Sasha me encargó que atara la dinamita a las traviesas de las vías. Hacía un día terriblemente caluroso. Tenía empapada la camisa caqui.
Entre los árboles y matorrales cercanos a las vías férreas esperaban una docena de guerrilleros, incluidas Helena, Yuri y Nadya.
Había adquirido un profundo conocimiento sobre los explosivos. Nada de estas cosas resulta difícil de aprender. Lo que es difícil es llegar a tener el valor para ponerlas en práctica. (Tamar dice que, en Israel, los judíos se convirtieron en soldados de la noche a la mañana. Armados y adiestrados, han hecho olvidar al mundo que un día fueron los aterrados habitantes de ghettos). Oímos silbar al tren en la lejanía.
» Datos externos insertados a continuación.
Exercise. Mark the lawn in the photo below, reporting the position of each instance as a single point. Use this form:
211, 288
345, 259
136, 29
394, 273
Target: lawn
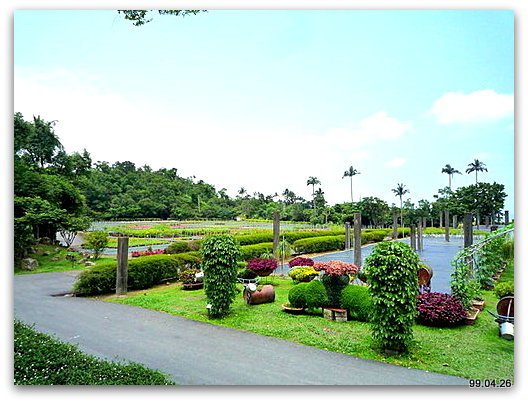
474, 351
40, 359
53, 258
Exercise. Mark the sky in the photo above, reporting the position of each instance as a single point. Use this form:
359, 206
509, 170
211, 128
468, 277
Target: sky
265, 99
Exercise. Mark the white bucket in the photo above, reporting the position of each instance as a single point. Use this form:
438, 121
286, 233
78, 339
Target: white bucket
506, 330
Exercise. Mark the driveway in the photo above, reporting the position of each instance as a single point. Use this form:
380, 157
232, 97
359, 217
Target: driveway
191, 352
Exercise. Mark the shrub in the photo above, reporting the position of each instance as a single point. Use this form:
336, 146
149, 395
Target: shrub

—Apresúrate —me exhortó Sasha.
—Queda tiempo —le grité a mi vez.
Comprobé que las barras de dinamita estaban seguras y las cápsulas, en posición. El golpeteo de las pesadas ruedas las harían estallar. Tan pronto como se produjera la explosión, barreríamos los vagones con fuego graneado y bombas de mano. Sería nuestra acción más importante hasta aquel momento.
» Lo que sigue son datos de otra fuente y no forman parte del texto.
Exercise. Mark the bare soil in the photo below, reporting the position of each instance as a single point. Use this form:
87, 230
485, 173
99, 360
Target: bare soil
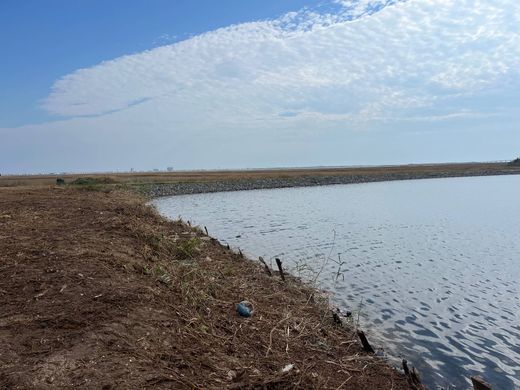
98, 291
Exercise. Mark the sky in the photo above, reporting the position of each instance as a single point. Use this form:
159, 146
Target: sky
94, 85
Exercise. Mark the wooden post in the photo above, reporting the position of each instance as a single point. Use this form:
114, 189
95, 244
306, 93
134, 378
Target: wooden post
266, 267
366, 345
405, 368
336, 318
279, 264
479, 383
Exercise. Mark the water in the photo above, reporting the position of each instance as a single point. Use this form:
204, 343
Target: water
436, 262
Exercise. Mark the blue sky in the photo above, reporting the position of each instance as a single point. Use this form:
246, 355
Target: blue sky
44, 40
113, 85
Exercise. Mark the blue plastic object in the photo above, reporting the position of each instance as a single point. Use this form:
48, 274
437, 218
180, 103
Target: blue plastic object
245, 309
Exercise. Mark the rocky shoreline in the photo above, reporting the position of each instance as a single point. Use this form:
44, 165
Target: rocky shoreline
156, 190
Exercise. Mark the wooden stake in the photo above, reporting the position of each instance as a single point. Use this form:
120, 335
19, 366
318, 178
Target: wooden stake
479, 383
266, 267
279, 264
405, 368
366, 345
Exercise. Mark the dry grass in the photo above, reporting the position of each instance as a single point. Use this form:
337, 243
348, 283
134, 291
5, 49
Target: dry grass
201, 176
96, 292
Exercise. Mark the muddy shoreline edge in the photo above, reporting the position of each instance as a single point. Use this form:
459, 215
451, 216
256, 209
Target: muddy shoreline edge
99, 291
156, 190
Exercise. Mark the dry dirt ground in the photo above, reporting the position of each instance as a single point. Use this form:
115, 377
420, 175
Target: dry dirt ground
98, 291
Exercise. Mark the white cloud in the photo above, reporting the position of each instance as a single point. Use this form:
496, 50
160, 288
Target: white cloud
407, 55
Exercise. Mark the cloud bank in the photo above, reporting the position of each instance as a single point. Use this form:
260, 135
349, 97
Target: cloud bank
368, 66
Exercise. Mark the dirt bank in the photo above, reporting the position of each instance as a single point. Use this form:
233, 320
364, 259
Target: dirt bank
98, 291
Hice los últimos nudos, luego me adentré en el follaje, desenfundando mientras tanto la pistola ametralladora.
Helena se encontraba de pie junto a mí. Parecía pequeña, indefensa. Pero también ella empuñaba una pistola ametralladora y llevaba granadas colgadas del cuello.
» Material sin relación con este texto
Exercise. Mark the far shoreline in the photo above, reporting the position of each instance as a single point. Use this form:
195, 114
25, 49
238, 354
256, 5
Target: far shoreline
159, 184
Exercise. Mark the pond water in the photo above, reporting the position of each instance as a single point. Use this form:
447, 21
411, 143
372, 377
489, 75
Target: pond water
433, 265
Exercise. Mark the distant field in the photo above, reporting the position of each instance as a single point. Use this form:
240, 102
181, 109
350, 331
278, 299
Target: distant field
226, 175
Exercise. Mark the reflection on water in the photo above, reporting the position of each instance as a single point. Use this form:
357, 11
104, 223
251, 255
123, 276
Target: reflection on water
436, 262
—¡Vaya un collar! —comenté burlón.
—Me siento orgullosa de él —repuso.
La besé en la mejilla. Estaba asustada. Todos lo estábamos. Pero habíamos aprendido a no demostrarlo. Jamás volveríamos a suplicar misericordia. Moriríamos antes que ceder.
El tío Sasha escuchaba atentamente en la dirección en que había de llegar el tren. Parecía preocupado.
—¿Algo va mal? —le pregunté.
—Creo que se están deteniendo.
Todos escuchamos. Antes de llegar a una curva en los rieles llegó un ruido de chug-chug-chug… la locomotora aminoraba la marcha. Luego cesó el ruido y la locomotora pareció suspirar.
Esperamos. Raras veces había visto a Sasha tan nervioso. Me hizo un ademán con la cabeza.
—Escúrrete hasta el lindero, Rudi, y mira a ver lo que pasa.
Me arrastré sobre el vientre, sujetando la pistola ametralladora en el hueco del brazo doblado y llegué hasta el saliente de la línea férrea. Pude ver la locomotora unos centenares de metros más lejos. Estaba detenida.
En el techo del primer vagón había instalada una ametralladora con sus servidores. Todos se encontraban en pie mirando a su alrededor. El tren se encontraba a más de cincuenta metros de las cargas explosivas que había colocado. Algo había despertado sus sospechas. Acaso se tratara tan sólo de una medida de seguridad… sabían que la zona estaba plagada de guerrilleros.
Entonces vi bajar del tren a varios soldados, todos armados para el combate. Comenzaron a avanzar lentamente por las vias mientras el tren seguía detenido.
Me arrastré para regresar junto a Sasha y los demás.
—Están enviando patrullas —susurré, Sasha frunció el ceño.
—Deben de haberles advertido. Vayámonos de aquí lo más de prisa que podamos.
—Podemos acabar con ellos —opiné—. Tenderles una emboscada. Dejarles que se acerquen.
—No. Sólo cuando nos encontramos con ventaja. Nos matarían con esas pesadas ametralladoras. Todos en marcha.
Nos dirigimos al bosque.
Era evidente que los alemanes sospechaban algo, pues podíamos oírles ladrar órdenes, mientras los hombres corrían por la grava del saliente. También el tren avanzó, pero sin rozar los explosivos.
Luego, sin previa advertencia, una ametralladora abrió fuego.
Ramas rotas volaron a nuestro alrededor.
—¡Dispersaos! —gritó el tío Sasha.
Cogí a Helena por el brazo y corrimos velozmente hacia el bosque. Las ramas nos azotaban el rostro, se aferraban a nuestra ropa. Sentía ansias de volverme y disparar, de tratar de detenerlos porque los podía oír detrás de nosotros…, las botas retumbando sobre la tierra, gritos en alemán, disparos de sus fusiles, y, con más fuerza, los de la ametralladora instalada en el tren.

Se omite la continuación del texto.